Aujourd’hui, environ 35,6 millions de personnes vivent avec une maladie d’Alzheimer dans le monde. Cette maladie est due à une neurodégénérescence du système nerveux central, entraînant la perte progressive et irréversible des fonctions mentales et notamment de la mémoire. Comme pour toutes les maladies neurodégénératives (par exemple les maladies à prion), les mécanismes moléculaires de la maladie sont encore mal connus.

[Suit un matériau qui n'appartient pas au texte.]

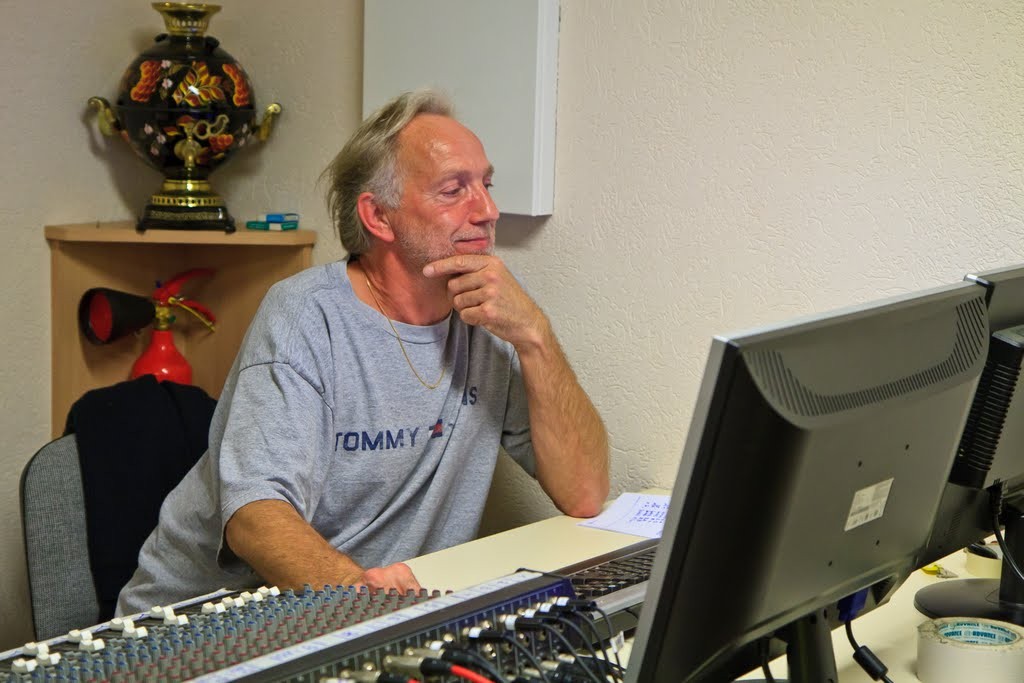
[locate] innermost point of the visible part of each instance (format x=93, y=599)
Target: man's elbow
x=588, y=502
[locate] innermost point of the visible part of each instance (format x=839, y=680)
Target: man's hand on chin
x=485, y=293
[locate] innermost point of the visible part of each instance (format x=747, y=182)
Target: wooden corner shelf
x=116, y=255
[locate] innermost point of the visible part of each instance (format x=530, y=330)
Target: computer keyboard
x=616, y=581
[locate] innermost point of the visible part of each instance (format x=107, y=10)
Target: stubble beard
x=419, y=253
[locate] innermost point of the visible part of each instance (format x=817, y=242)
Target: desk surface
x=890, y=631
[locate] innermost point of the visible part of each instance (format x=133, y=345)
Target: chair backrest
x=64, y=596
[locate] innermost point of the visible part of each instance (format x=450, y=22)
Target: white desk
x=890, y=631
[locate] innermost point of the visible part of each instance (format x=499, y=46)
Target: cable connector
x=851, y=605
x=870, y=663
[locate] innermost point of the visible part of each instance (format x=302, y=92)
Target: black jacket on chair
x=135, y=440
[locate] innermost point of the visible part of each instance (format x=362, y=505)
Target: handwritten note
x=639, y=514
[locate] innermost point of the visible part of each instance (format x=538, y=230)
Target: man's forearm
x=285, y=550
x=569, y=439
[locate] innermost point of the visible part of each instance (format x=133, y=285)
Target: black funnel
x=105, y=314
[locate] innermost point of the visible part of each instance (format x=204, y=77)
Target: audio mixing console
x=524, y=627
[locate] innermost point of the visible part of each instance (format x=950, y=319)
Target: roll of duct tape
x=960, y=649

Dans le cadre du projet ANR Toppaz, Marie Doumic Jauffret et une partie de l’équipe Bang associée à une équipe de bio-physiciens de l’Inra (H. Rezaei) mènent des recherches sur ces maladies dites « amyloïdes » dans le but de comprendre leurs mécanismes moléculaires et leur progression.
Le principal point commun de ces maladies est l’accumulation anormale de protéines mal formées sous forme de fibres amyloïdes (ou fibrilles) au sein du tissu nerveux. Cette accumulation semble à ce jour être la principale responsable des désordres neurologiques. Bien que des progrès majeurs aient été réalisés au cours de ces dernières décennies, les chercheurs ne connaissent à l’heure actuelle ni les mécanismes en jeu dans le processus d’accumulation, ni la nature exacte des espèces neurologiquement toxiques.
Afin de mieux comprendre ces mécanismes, les chercheurs d’Inria utilisent les mathématiques et les simulations numériques pour modéliser ces réactions, étudier les équations, simplifier les problèmes à bon escient, tester des hypothèses ou encore apporter une vision et des questionnements différents de ceux des biologistes. Parmi leurs outils : les techniques de « problèmes inverses », consistant à retrouver les conditions initiales et les paramètres du problème en partant du résultat. Les problèmes inverses présentent deux types de difficulté : ils sont typiquement mal posés, et les mesures des biologistes sont fortement bruitées.
Le but ultime, pour les chercheurs Inria, est donc de créer un modèle qu’ils pourront ensuite valider avec les expériences menées par leurs collègues bio-physiciens et contribuer, in fine, à la mise au point de traitements pour ces maladies.